The effect of anti­HLA class I antibodies on the immunological properties of human glomerular endothelial cells and their modification by mTOR inhibition or GCN2 kinase activation.

In antibody­mediated rejection (ABMR), the graft endothelium is at the forefront of the kidney transplant against the assault from the recipient's humoral immune system, and is a target of the latter. The present study investigated the effect of antibodies against human leukocyte antigen (HLA) class I (anti­HLAI) on the immunological properties of human glomerular endothelial cells. Additionally, the effect of the mammalian target of rapamycin (mTOR) complex 1 (mTORC1) inhibitor (everolimus), or the general control nonderepressible 2 kinase (GCN2K) activator (halofuginone) on anti­HLAI antibody­mediated alterations was assessed. Cell integrity was examined, an lactate dehydrogenase (LDH) release assay was performed and cleaved caspase­3 levels were determined. Furthermore, cell proliferation was analyzed by performing a bromodeoxyuridine assay and the cellular proteins involved in signal transduction or immune effector mechanisms were assessed via western blotting. IL­8, monocyte chemoattractive protein­1 (MCP­1), von Willebrand factor (vWF) and transforming growth factor­beta 1 (TGF­ß1) were assayed via ELISA. The results revealed that anti­HLAI triggered integrin signaling, activated mTOR and GCN2K, preserved cell integrity and promoted cell proliferation. Additionally, by increasing intercellular adhesion molecule 1 (ICAM­1), HLA­DR, IL­8 and MCP­1 levels, anti­HLAI enhanced the ability of immune cells to interact with endothelial cells thus facilitating graft rejection.
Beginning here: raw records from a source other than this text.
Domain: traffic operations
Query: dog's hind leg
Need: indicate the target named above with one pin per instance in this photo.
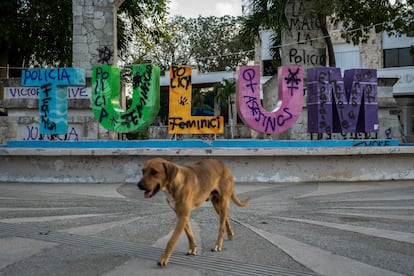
(191, 240)
(181, 224)
(222, 207)
(229, 229)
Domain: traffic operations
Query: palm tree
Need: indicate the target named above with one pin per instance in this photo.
(223, 97)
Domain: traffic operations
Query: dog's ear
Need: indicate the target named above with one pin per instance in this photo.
(171, 170)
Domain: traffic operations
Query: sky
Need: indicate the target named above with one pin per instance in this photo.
(194, 8)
Contrarily, by upregulating CD46 and CD59, anti­HLAI rendered the endothelium less vulnerable to complement­mediated injury. Finally, by enhancing vWF and TGF­ß1, anti­HLAI may render the endothelium prothrombotic and facilitate fibrosis and graft failure, respectively. According to our results, mTORC1 inhibition and GCN2K activation may prove useful pharmaceutical targets, as they prevent cell proliferation and downregulate ICAM­1, IL­8, MCP­1 and TGF­ß1. mTORC1 inhibition also decreases vWF.